Saturday, May 14, 2011

Mamet Must Read

This. It's about David Mamet's experience of converting from a liberal to a conservative, and it captures that experience perfectly. That's it. That's what it's like. If you've done the same, you'll see yourself somewhere in it. If you haven't, you can find out what it is and what it's like.

And then there's this:

Higher ed, he said, was an elaborate scheme to deprive young people of their freedom of thought. He compared four years of college to a lab experiment in which a rat is trained to pull a lever for a pellet of food. A student recites some bit of received and unexamined wisdom—“Thomas Jefferson: slave owner, adulterer, pull the lever”—and is rewarded with his pellet: a grade, a degree, and ultimately a lifelong membership in a tribe of people educated to see the world in the same way.

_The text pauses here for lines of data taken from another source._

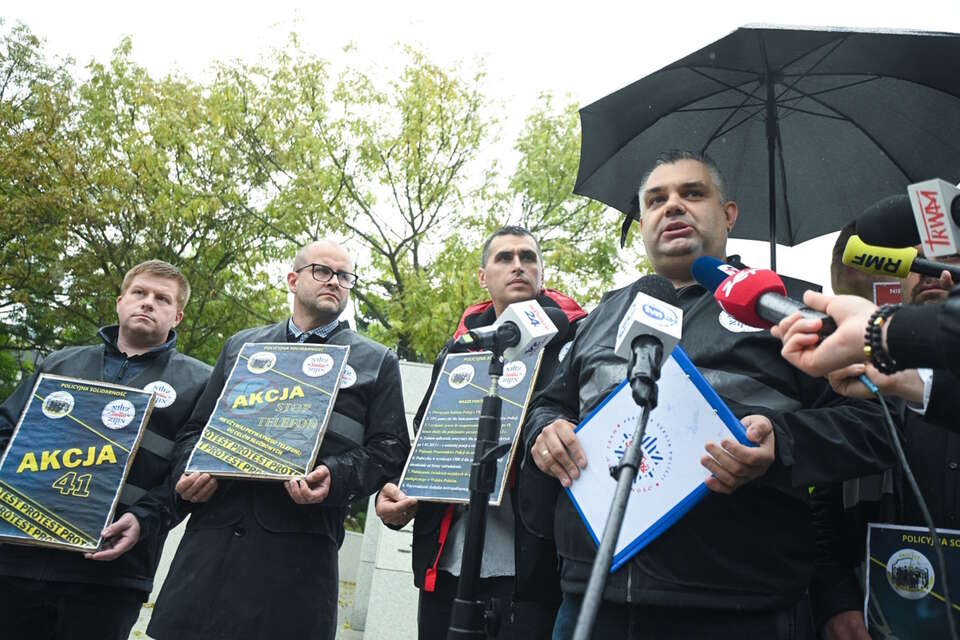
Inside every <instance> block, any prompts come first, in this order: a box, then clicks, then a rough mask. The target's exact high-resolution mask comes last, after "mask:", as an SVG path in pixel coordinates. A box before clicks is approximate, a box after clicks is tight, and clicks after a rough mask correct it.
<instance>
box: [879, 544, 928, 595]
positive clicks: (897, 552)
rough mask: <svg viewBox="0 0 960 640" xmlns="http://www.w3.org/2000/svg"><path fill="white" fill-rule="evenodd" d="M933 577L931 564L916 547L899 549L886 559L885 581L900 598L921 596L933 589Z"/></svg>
mask: <svg viewBox="0 0 960 640" xmlns="http://www.w3.org/2000/svg"><path fill="white" fill-rule="evenodd" d="M933 579H934V575H933V565H932V564H930V561H929V560H928V559H927V557H926V556H925V555H923V554H922V553H920V552H919V551H917V550H916V549H900V550H899V551H897V552H895V553H894V554H893V555H892V556H890V559H889V560H887V582H888V583H890V588H892V589H893V590H894V591H896V592H897V595H899V596H900V597H901V598H906V599H907V600H919V599H920V598H923V597H924V596H926V595H927V594H928V593H930V590H931V589H933Z"/></svg>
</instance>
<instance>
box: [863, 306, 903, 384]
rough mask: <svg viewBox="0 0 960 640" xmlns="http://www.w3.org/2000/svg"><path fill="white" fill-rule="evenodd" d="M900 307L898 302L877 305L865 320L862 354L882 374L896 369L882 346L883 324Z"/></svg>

“If we identify every interaction as having a victim and an oppressor, and we get a pellet when we find the victims, we’re training ourselves not to see cause and effect,” he said. Wasn’t there, he went on, a “much more interesting .  .  . view of the world in which not everything can be reduced to victim and oppressor?”


I don't get very personal on this blog. I'm not interested in sharing with you my in-depth biography and personal psychology. But this was like a revelation. If I write that it was like a punch in the chest but in a good way, will that makes sense to you? Because that's what it was.

David Mamet sums up in that bit why I can't bring myself to go back to school. I think higher ed, outside of mathematics and hard sciences, has become largely a sham, a fraud.

I was talking to a dear friend the other day with plenty of graduate school credentials. She was complaining that most of the highly educated (read: highly credentialed) now seem to take it for granted that there is no objective reality, everything is a construct of personal experience. Academics aren't about seeking out truth anymore; they're about creating narratives that will further the academic's vision of what reality should be.

Once you decide that there is no truth to pursue, there is no point to academics. At that point, you've become so obsessed with admiring the leaves that you've chainsawed through the trunk to get it out of your way.

So what then? If you want an education outside of the hard sciences, what do you do?

Maybe you can find an exceptional institution truly dedicated to the pursuit of truth. I don't know the way to do that, but perhaps you do.

If not, you have to go out and pursue that education yourself. There are extensive resources for that now, and you don't have to be a rich guy to use interlibrary loan. Good luck.